Wir haben hier gemeinsam mit Ihnen das beschlossen, was man als Stadt mit Hafen und als Seefahrerstadt und auch aus menschlichen, moralischen Erwägungen beschließen muss, dass wir ein sicherer Hafen sind. Wir haben gesagt, wir wollen, dass Retterinnen und Retter im Mittelmeer nicht kriminalisiert werden. Wir haben gesagt, wir wollen, dass der Bund, die Bundesrepublik Deutschland nicht auf Europa wartet, sondern auch mit einer Koalition der Willigen sagt, wir wollen gemeinsam vorangehen und die Lage im Mittelmeer und in Griechenland verbessern. Und wir haben gesagt, wir wollen als Freie und Hansestadt Hamburg unseren Beitrag dazu leisten und auch über die Maßen Flüchtlinge aufnehmen.

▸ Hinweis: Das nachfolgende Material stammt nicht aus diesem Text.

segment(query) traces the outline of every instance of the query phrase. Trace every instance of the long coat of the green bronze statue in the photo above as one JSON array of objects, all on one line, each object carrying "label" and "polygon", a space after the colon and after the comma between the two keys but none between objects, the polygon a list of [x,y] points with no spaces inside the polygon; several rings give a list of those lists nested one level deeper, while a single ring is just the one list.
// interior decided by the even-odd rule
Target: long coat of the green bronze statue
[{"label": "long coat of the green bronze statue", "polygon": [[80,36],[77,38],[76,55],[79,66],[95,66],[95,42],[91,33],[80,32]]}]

Wir legen jetzt noch nach, indem wir sagen, ja, wir wollen das auch bei minderjährig unbegleiteten Flüchtlingen, konkret aus Griechenland. Und auch Sie fordern in Ihrem Antrag, dass sich der Bund darüber hinaus finanziell dort engagieren muss, auch das wollen wir, und insofern ist die Debatte ein bisschen müßig. Ich würde mich freuen, wenn wir für das gleiche Ziel streiten, ohne dass man sich in dem Wahlkampfgetöse hier die ganze Zeit zerlegt.

Ansonsten bemerken wir, dass wir am Ende einer Flüchtlingsdebatte in dieser Legislaturperiode als Freie und Hansestadt Hamburg, als Menschen in dieser Stadt, wirklich Herausragendes in diesen Fragen geleistet haben. Und ich bin mir sicher, dass die Stadt davon wirtschaftlich und kulturell insgesamt profitiert. – Vielen Dank.

(Beifall bei den GRÜNEN, der SPD und bei Nebahat Güçlü fraktionslos)

Dann liegt mir zu dem Thema keine weitere Wortmeldung vor.

Ich rufe das nächste Thema auf. Von der FDPFraktion ist angemeldet worden:

Für Experimente ungeeignet: Rechtsstaatliche Themen gehören nicht ins 'grüne Labor'

Wird das Wort dazu gewünscht? – Frau von Treuenfels-Frowein erhält es für fünf Minuten.

Jetzt kommen wir zu einem anderen Thema, wahrscheinlich wird es ähnlich emotional sein.